Why must a woman walk through a double column of older, outraged men screaming and spitting at her, shoving posters in her face, and calling her a whore and a murderer?  Touching her when they think they can get away with it?  Insulting her?


Abaco
by on Jun. 26, 2014 at 9:09 PM
Praise God !
Posted on CafeMom Mobile
Pema_Jampa
by 2HotTacoTini on Jun. 27, 2014 at 1:10 AM
2 moms liked this

My sister was assaulted last year while entering a the health clinic for a yearly check-up. She had my nephew in her arms. I am glad they pressed charges against the man who grabbed her and was yelling at her. She asked him to let her go cause she was afraid to drop her child. What the guy didn't know is that she was going for her check-up cause they wanted to start trying for baby #2. How sad how very sad. 

Quoting jaxTheMomm:

I agree with the SCOTUS, find the need for this tragic, and wonder why the states can't keep patients and their families coming in and out of medical facilities safe from verbal and physical harrasement and danger safe from harm.

Why must a woman walk through a double column of older, outraged men screaming and spitting at her, shoving posters in her face, and calling her a whore and a murderer?  Touching her when they think they can get away with it?  Insulting her?



fireangel5
by Bronze Member on Jun. 27, 2014 at 11:13 AM

It should never be alright for someone to put their hands on another without consent. 

Quoting jaxTheMomm:

I agree with the SCOTUS, find the need for this tragic, and wonder why the states can't keep patients and their families coming in and out of medical facilities safe from verbal and physical harrasement and danger safe from harm.
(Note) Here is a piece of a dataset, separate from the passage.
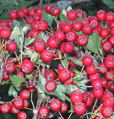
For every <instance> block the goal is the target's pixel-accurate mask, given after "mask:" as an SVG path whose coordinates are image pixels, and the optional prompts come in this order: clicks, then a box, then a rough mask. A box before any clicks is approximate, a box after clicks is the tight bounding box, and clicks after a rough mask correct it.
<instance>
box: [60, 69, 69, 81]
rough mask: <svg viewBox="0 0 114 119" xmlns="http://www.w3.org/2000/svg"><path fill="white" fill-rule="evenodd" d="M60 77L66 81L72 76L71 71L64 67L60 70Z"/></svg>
mask: <svg viewBox="0 0 114 119" xmlns="http://www.w3.org/2000/svg"><path fill="white" fill-rule="evenodd" d="M58 78H59V79H60V80H61V81H66V80H68V79H69V78H70V71H69V70H68V69H66V68H64V69H61V70H60V71H59V72H58Z"/></svg>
Why must a woman walk through a double column of older, outraged men screaming and spitting at her, shoving posters in her face, and calling her a whore and a murderer?  Touching her when they think they can get away with it?  Insulting her?



romalove
by SenseandSensibility on Jun. 27, 2014 at 11:20 AM
I wonder what would stop abortion opponents from making a human chain across the doorway, restricting access to clinics. I picture a lot more police involvement.
Pema_Jampa
by 2HotTacoTini on Jun. 27, 2014 at 11:24 AM
1 mom liked this

Guess they don't mind being arrested. I personally think our money should go towards other things.

Quoting romalove: I wonder what would stop abortion opponents from making a human chain across the doorway, restricting access to clinics. I picture a lot more police involvement.


Pema_Jampa
by 2HotTacoTini on Jun. 27, 2014 at 11:28 AM
“They have made harassment a priority over health care and safety in the name of ‘free speech,’” she said.
Salvi, then 22, shot and killed two women and wounded five other employees with a rifle at two Planned Parenthood clinics in Brookline. He was apprehended in Virginia on New Year’s Day, 1995, after he fired on a Planned Parenthood clinic there.
Salvi was convicted of murder and sentenced to life in prison. He appealed his conviction but committed suicide in prison in 1996. A state judge then voided his sentence, under a state Supreme Court ruling by which charges are dismissed if the offender dies before the sentence can be reviewed.
The Legislature 2007 expanded the clinic buffer zones from a few feet to 35 feet in 2007. Clinics and their supporters argued then that anti-abortion protesters weren’t just offering information but harassing and threatening women on their way into clinics.

The Supreme Court rejected that argument Thursday. Justices said that because the Massachusetts law included public sidewalks, the buffer zones make it impossible to converse with women walking to abortion clinics
Pema_Jampa
by 2HotTacoTini on Jun. 27, 2014 at 11:34 AM


This is how it was before. I agree with this set up. The pro-lifers can still protest but from a distance. The patients seeking medical care can still enter as they wish. There is no reason to be in someone's face if they do not wish for you to be there.